Hoje, o magistrado julga ou simplesmente decide como se fosse um despachante?”

Essa foi a pergunta de Luiz Flávio Gomes, ex-Juiz de Direito em São Paulo.

O questionamento – pelo menos à vista de quem já trabalhou do outro lado do “balcão”, caso do articulista – deveria ser outro: Como o Juiz consegue decidir sem ser um despachante?

O Poder Judiciário, a despeito do que alguns imaginam, não é um mundo a parte, pois:

1) A distribuição de demandas aventureiras é descomunal;

2) Os Juízes perdem tempo apreciando petições prolixas, de escrita sofrível, desconexas ao ordenamento vigente. Os bons Advogados me darão razão.

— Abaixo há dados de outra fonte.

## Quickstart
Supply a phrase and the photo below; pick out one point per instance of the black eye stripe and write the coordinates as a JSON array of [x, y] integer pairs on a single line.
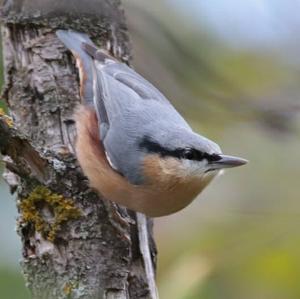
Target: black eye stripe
[[180, 153]]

3) O volume de Advogados despreparados que ingressam no “mercado” é gritante, o que acarreta inflação indevida da litigiosidade – travestida, pasmem, de acesso à justiça.

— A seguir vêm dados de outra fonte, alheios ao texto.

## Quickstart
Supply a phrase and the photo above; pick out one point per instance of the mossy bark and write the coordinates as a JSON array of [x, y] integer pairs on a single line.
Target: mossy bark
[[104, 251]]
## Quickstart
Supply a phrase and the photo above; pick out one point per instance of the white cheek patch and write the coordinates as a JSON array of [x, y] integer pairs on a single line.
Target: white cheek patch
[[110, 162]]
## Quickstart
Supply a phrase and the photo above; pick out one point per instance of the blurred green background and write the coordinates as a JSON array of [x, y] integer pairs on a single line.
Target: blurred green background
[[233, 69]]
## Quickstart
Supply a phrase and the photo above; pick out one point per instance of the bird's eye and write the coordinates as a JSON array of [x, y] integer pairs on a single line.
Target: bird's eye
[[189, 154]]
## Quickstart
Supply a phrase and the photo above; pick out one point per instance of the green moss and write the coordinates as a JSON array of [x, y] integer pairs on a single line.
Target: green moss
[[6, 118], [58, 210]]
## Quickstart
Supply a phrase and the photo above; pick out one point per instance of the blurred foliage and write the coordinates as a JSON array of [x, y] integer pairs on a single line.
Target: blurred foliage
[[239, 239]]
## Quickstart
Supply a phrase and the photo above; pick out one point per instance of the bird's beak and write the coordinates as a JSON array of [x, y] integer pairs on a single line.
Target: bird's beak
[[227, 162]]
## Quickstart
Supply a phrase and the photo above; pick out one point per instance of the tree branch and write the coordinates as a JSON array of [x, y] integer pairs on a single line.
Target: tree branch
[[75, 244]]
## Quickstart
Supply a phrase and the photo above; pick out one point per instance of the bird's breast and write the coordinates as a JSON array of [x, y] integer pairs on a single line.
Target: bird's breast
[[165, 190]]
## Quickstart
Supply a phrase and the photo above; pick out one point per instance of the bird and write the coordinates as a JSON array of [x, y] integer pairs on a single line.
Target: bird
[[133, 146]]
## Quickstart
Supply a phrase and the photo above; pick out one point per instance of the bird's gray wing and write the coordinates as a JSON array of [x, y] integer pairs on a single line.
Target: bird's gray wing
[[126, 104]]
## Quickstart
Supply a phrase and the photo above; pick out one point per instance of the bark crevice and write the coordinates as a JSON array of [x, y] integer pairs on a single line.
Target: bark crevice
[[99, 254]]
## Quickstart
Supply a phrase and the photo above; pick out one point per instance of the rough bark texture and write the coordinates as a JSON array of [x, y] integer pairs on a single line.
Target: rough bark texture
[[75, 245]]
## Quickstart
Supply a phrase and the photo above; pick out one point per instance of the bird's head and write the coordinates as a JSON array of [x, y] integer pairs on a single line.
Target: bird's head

4) O Poder Judiciário não possui autonomia financeira pra remunerar decentemente seus servidores, informatizar seus sistemas, digitalizar seus processos, assessorar os Juízes, criar mais Varas, construir mais prédios.

5) A assistência judiciária gratuita virou pretexto, muitas vezes, pra “brincar de processar”;

6) Os bons Advogados não são valorizados por sua própria entidade de classe, pois a litigiosidade real (e não a inflacionada pelas aventuras) deveria ser por eles exclusivamente tutelada, e jamais pela massa de aprovados trimestralmente no “exame da OAB” – que deveria ser anual.

7) O Brasil tem mais faculdades de Direito que botecos (Fonte: Instituto DataEU), as quais estimulam a cultura do litígio.

8) As Justiças Estadual e Federal viraram balcões do INSS (que por um lado indefere benefícios flagrantemente devidos; mas por outro se tornou a caminho despropositado de inclusão social virtual).

9) As Justiças Estadual e Federal viraram balcões de, pasmem, remédios. Agora o sujeito não vai ao médico, mas ao Juiz! Embora inafastável a função de suprir a negativa indevida do Estado, há grotesca inversão de funções.

10) As Justiças Estadual e Federal estão atochadas de execuções fiscais descabidas.

Juiz não decide, passa boa parte do dia cumprindo decisões ou formulando estatísticas para o CNJ (efetuando ou levantando penhoras online; dados fiscais; preenchendo planilhas; cadastrando bens, dados, processos).

Por esse último fator, pensando bem, talvez sejamos mesmo despachantes.